Estados Unidos no está dispuesto a aceptar el bloqueo bajo ningún concepto. A mediados de abril, el presidente Trump impuso su propio bloqueo, que se aplica a todos los buques que deseen entrar o salir de los puertos iraníes. De este modo, el acceso de Irán a las rutas comerciales se encuentra actualmente cortado. Una vuelta a la libre navegación, como antes de la guerra, tendría que estar garantizada temporalmente por una misión naval internacional.
Los problemas que subyacen a un eventual acercamiento
La guerra ha perjudicado al presidente de EE. UU. en el ámbito de la política interior: parte de su propio movimiento MAGA se ha distanciado porque Trump ha incumplido su promesa de mantener a EE. UU. al margen de prolongadas y costosas intervenciones militares en el extranjero. Las repercusiones económicas del bloqueo se notan, al igual que en el resto del mundo, y no solo en las gasolineras.
A esto hay que añadir que, dentro de poco más de seis meses, los ciudadanos estadounidenses decidirán la nueva composición del Congreso, en las elecciones de mitad de legislatura. Si los republicanos perdieran la mayoría frente a los demócratas, esto tendría graves consecuencias para Trump.

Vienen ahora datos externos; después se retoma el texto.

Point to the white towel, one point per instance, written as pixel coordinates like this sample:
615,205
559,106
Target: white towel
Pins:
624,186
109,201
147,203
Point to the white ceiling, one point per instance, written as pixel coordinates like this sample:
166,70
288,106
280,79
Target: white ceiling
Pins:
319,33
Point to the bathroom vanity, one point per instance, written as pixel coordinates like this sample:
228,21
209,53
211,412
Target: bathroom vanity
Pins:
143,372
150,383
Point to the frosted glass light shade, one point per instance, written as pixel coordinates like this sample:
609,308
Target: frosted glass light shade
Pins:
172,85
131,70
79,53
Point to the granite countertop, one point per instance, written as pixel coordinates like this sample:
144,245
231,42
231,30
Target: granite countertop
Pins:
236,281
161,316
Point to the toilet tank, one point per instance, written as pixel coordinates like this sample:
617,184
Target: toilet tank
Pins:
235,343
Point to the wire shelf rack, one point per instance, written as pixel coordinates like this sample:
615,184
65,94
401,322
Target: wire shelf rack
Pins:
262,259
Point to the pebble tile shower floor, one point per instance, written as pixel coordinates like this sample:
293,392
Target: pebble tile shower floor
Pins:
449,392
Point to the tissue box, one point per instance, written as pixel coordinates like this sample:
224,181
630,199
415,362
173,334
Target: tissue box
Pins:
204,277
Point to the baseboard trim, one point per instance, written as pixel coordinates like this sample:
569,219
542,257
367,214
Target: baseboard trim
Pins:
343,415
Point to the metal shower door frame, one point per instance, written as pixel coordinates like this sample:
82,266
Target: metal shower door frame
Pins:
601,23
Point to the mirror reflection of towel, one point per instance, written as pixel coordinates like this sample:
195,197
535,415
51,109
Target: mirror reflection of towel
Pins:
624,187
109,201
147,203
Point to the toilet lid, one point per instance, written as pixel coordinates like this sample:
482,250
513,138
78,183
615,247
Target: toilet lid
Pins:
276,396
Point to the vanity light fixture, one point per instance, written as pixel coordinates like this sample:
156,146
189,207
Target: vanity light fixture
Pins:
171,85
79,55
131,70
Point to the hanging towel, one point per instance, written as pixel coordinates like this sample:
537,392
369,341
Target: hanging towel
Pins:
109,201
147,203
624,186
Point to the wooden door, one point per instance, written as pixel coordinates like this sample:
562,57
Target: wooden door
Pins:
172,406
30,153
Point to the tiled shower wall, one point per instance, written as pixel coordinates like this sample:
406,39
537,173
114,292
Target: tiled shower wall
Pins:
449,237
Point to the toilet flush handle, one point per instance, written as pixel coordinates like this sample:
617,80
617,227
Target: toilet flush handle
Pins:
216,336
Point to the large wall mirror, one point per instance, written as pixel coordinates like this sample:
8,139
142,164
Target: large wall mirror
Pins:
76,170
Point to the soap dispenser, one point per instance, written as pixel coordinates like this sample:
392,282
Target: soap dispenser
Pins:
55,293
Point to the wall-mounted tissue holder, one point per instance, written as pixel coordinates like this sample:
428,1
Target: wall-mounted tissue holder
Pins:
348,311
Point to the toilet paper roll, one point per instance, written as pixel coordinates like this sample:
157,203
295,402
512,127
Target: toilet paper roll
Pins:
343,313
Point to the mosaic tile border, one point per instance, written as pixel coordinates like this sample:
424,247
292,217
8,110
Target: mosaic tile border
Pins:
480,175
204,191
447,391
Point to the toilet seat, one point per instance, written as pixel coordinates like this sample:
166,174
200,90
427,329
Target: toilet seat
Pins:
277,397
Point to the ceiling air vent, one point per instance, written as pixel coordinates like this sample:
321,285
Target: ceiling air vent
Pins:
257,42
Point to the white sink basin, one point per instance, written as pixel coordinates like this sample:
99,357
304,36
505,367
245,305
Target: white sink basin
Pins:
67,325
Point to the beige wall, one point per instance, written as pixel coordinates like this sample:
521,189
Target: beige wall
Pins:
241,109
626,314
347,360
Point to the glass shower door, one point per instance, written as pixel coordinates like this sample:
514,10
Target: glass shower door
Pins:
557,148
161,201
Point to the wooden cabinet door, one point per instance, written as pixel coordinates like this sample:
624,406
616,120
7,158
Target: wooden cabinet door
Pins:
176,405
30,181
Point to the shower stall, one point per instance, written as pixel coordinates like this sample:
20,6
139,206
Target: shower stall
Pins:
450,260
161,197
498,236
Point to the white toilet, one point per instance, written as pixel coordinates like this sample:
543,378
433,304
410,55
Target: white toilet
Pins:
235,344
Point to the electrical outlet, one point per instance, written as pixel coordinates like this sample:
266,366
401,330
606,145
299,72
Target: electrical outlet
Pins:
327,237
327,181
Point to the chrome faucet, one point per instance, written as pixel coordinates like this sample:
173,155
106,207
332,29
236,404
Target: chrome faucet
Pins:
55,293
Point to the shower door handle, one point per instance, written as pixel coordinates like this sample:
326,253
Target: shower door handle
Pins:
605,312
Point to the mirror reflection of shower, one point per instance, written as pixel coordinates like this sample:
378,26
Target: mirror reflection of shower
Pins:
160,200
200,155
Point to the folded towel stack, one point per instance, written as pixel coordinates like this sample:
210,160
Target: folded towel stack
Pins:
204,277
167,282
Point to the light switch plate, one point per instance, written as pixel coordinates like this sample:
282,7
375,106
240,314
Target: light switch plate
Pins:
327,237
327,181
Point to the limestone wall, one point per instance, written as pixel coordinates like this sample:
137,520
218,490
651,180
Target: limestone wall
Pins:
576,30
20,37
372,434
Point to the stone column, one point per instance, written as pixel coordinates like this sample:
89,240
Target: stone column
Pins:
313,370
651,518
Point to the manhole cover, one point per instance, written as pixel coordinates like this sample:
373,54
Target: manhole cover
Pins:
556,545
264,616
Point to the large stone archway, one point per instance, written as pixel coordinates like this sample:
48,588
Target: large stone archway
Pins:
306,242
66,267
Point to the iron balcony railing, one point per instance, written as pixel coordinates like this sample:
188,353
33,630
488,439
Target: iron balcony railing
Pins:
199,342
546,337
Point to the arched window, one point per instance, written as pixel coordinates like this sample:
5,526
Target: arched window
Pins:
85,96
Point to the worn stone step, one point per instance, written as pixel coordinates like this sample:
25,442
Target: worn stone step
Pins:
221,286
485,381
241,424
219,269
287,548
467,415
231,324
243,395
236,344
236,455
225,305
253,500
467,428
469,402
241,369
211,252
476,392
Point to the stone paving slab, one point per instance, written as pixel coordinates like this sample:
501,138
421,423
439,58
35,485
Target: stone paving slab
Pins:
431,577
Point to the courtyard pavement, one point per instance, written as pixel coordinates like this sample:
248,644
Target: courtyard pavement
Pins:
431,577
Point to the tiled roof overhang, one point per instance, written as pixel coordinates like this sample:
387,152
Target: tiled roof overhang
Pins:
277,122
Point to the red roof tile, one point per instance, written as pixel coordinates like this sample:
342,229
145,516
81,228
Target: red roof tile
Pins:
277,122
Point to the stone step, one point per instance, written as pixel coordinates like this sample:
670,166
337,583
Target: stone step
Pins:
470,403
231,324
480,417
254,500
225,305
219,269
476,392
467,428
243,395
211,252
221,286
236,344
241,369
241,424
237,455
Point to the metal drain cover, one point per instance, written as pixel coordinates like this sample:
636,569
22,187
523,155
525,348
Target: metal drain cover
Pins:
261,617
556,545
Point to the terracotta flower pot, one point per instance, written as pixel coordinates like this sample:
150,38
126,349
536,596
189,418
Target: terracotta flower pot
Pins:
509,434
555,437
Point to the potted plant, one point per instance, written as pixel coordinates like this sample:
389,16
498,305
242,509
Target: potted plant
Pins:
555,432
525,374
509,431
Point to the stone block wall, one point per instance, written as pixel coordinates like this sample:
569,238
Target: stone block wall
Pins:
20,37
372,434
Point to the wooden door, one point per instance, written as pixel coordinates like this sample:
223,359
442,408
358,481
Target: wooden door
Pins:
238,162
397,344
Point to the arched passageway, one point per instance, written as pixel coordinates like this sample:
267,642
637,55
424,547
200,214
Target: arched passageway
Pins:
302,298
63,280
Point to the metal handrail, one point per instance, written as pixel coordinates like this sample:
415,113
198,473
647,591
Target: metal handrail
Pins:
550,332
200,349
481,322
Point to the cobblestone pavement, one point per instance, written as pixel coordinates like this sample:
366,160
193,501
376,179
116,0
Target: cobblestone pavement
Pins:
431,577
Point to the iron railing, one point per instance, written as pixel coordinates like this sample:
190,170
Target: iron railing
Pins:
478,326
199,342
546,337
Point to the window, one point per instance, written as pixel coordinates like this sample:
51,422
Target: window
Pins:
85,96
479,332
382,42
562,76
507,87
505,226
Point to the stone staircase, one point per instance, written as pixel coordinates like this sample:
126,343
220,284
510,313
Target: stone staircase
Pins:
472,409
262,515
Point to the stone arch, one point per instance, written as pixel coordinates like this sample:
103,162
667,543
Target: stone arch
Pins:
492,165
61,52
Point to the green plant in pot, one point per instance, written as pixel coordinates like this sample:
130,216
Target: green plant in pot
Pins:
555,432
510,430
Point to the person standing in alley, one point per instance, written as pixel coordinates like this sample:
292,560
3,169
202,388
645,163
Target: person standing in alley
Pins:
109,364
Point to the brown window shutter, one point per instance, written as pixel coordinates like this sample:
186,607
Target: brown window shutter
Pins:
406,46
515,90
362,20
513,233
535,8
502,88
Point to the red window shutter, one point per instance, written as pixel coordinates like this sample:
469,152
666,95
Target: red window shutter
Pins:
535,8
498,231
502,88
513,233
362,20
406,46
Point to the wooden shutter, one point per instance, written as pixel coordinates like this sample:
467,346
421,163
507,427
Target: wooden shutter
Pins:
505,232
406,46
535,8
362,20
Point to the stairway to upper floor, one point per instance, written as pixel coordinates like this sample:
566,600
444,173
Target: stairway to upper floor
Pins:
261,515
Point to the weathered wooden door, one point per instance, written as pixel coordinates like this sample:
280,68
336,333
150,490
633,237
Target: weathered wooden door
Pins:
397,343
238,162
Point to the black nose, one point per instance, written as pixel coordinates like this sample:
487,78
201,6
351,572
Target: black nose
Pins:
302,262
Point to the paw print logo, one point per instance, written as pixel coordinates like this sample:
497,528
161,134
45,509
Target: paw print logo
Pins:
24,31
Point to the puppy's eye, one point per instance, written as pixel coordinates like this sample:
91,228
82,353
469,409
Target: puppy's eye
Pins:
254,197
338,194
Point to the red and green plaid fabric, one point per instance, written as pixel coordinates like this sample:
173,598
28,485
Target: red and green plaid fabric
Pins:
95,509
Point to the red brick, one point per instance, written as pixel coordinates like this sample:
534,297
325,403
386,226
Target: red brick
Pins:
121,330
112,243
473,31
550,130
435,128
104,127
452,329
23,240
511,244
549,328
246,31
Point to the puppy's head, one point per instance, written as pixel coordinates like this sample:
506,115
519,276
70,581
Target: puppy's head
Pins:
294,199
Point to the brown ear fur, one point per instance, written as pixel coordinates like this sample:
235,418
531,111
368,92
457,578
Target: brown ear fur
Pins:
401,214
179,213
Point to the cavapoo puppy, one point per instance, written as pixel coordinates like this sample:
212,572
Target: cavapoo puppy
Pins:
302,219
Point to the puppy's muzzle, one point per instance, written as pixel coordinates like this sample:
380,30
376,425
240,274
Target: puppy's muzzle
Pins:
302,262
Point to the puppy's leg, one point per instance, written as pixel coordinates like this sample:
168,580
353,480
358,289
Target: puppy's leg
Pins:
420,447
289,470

El régimen iraní, bajo el nuevo líder supremo Mojtaba Jamenei, quizá tenga menos prisa, pero, en la práctica, el bloqueo estadounidense también perjudica a la economía iraní. Sin embargo, esto no tiene por qué aplicarse en la misma medida a la Guardia Revolucionaria, a la que los expertos denominan ahora "un Estado dentro del Estado" y que, gracias al conflicto, ha ampliado aún más su influencia. Por lo tanto, los Guardianes de la Revolución tienen menos interés en una desescalada que los dirigentes del Estado.
Y luego hay otro factor central: Israel inició la guerra junto con EE. UU.; los objetivos bélicos del Gobierno del primer ministro Benjamin Netanyahu difieren de los de Washington. Israel se encuentra al alcance de los misiles de su archienemigo Irán y, por lo tanto, tiene intereses de seguridad más existenciales. Además, paralelamente a los ataques aéreos contra Irán, se reavivó el conflicto con Hezbolá, aliado de Irán en el Líbano.
Entretanto, también allí rige un alto al fuego negociado por el presidente estadounidense Trump, aunque principalmente entre el Estado del Líbano e Israel. El cálculo es el siguiente: si los vecinos, que se encuentran oficialmente en guerra desde la fundación de Israel en 1948, normalizan efectivamente sus relaciones y Beirut logra, en el marco de este proceso, el desarme de Hezbolá, esto contribuirá a la seguridad de Israel. Sin embargo, no es en absoluto seguro que se alcance realmente este resultado, y este proceso de paz está estrechamente vinculado a la evolución futura de las relaciones entre Irán y EE. UU.